“What’s good for the bird is good for the herd.”
- Rancher Jay Tanner
At first glance, greater sage-grouse and cattle don’t have much in common. A young steer weighs more than 500 pounds. A mature sage-grouse doesn’t top 5 pounds.
But after a lifetime of caring for both in tough and harsh northwestern Utah, Jay Tanner sees things in finer focus—he knows that sage-grouse and cattle need a lot of the same things to thrive.
THE TANNERS’ COMMITMENT TO CONSERVATION
“What’s good for the bird is good for the herd,” says Jay, whose family has been running the Della Ranches since the 1870s. Sage-grouse and cows have equal weight in his view. Even the nearest town, Grouse Creek, is named for the pointy-tailed bird.

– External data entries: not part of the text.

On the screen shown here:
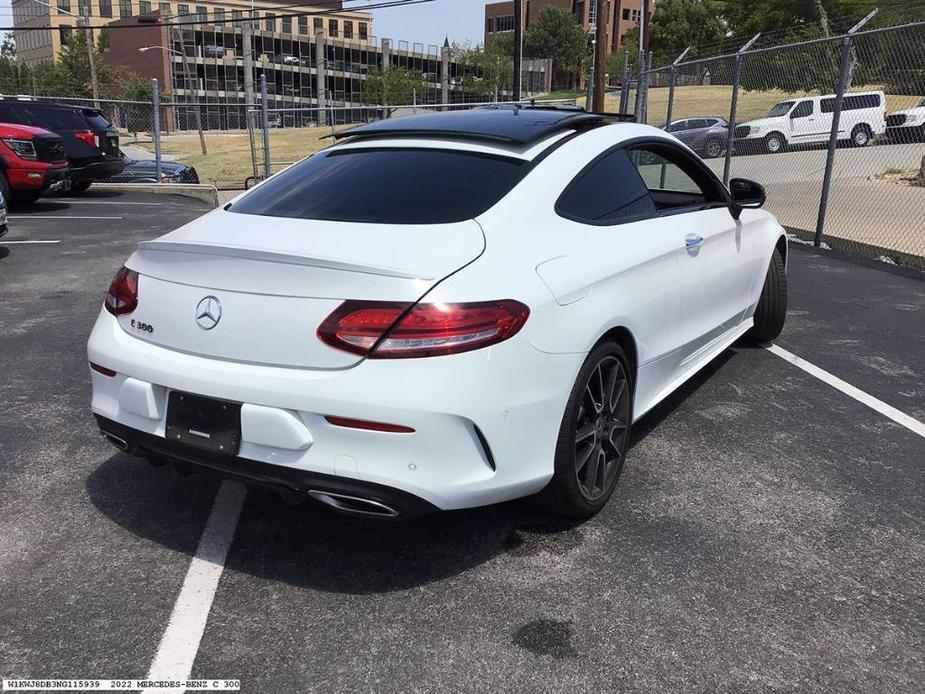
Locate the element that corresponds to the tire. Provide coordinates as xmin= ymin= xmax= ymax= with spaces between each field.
xmin=851 ymin=124 xmax=873 ymax=147
xmin=536 ymin=342 xmax=633 ymax=520
xmin=744 ymin=248 xmax=787 ymax=344
xmin=764 ymin=133 xmax=787 ymax=154
xmin=703 ymin=140 xmax=726 ymax=159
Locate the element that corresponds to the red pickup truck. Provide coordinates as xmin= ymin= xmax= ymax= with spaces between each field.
xmin=0 ymin=123 xmax=70 ymax=204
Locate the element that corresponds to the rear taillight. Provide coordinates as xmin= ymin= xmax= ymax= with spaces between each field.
xmin=318 ymin=299 xmax=530 ymax=359
xmin=74 ymin=130 xmax=98 ymax=147
xmin=106 ymin=267 xmax=138 ymax=316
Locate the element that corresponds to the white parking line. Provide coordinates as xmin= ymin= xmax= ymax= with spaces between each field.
xmin=765 ymin=345 xmax=925 ymax=438
xmin=142 ymin=480 xmax=247 ymax=694
xmin=50 ymin=198 xmax=164 ymax=206
xmin=9 ymin=214 xmax=123 ymax=219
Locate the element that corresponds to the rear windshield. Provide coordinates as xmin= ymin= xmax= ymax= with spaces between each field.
xmin=83 ymin=111 xmax=109 ymax=130
xmin=767 ymin=101 xmax=796 ymax=118
xmin=230 ymin=149 xmax=530 ymax=224
xmin=25 ymin=104 xmax=87 ymax=130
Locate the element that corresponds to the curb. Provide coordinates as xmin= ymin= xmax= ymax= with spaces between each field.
xmin=93 ymin=183 xmax=218 ymax=207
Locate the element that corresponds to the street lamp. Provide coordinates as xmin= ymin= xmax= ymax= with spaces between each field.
xmin=35 ymin=0 xmax=100 ymax=108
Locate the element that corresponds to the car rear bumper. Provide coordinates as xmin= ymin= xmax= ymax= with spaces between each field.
xmin=71 ymin=159 xmax=125 ymax=183
xmin=88 ymin=311 xmax=582 ymax=509
xmin=96 ymin=415 xmax=439 ymax=519
xmin=6 ymin=166 xmax=70 ymax=193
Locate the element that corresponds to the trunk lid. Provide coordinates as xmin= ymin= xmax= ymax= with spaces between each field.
xmin=118 ymin=210 xmax=485 ymax=369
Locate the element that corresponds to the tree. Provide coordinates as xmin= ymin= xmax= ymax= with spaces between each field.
xmin=450 ymin=39 xmax=514 ymax=98
xmin=363 ymin=67 xmax=424 ymax=106
xmin=524 ymin=6 xmax=588 ymax=87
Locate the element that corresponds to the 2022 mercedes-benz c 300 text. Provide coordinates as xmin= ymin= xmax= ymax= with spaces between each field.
xmin=88 ymin=107 xmax=787 ymax=518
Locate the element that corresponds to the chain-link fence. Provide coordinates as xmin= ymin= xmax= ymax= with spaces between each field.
xmin=620 ymin=23 xmax=925 ymax=268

Jay and his wife Diane, along with Jay’s two brothers, Blaine and Brent, and their families, have made sage-grouse a priority. And it turns out that in order to help this bird, partners who don’t always see eye-to-eye will come together. The Tanners have welcomed them all, from Utah State University graduate students tracking grouse with radio telemetry, to tourists looking to live like cowboys on their Box C Guest Ranch. Jay and Diane have met with the Secretary of Agriculture and, in the spring of 2015, were invited to greet President Obama.
“We feel like we share a little piece of heaven with those that visit,” says Diane. “It’s worked really well…to have people come and see what’s going on, see what we do.”
MAKING A DIFFERENCE THAT LASTS
Playing host to so many different interests makes for a long to-do list. “As ranchers, we deal with finances, soils, crops, livestock, marketing, labor relations, futures, equipment, repairs, utilities, water management, public land managers, wildlife and neighbor relations among other things,” says Jay (in very one long breath).
But being busy doesn’t get in the Tanners’ way of doing everything they can to help the sage-grouse. No matter who you are, if you visit Della Ranch, Jay will probably say, “Let me show you our sage-grouse.” He remembers watching sage-grouse when he was just a kid. “They’re still here, and I want to make sure they’re here for my grandkids and great-grandkids.”
PARTNERING FOR LAND PROTECTION
As recent as 2015, The Nature Conservancy joined forces with several ranching families—including the Tanners—and the Natural Resource Conservation Service (NRCS) to secure more than $3.7 million in public funds to protect prime sage-grouse habitat on five ranching properties. The funds will help conserve 9,312 acres of land through conservation easements.
These ranches support nesting, brood-rearing and wintering habitat for grouse, along with five leks—sites where males perform their annual mating ritual to attract females. They are also home to a proud history of ranching, a treasured way of life handed down from one generation to the next.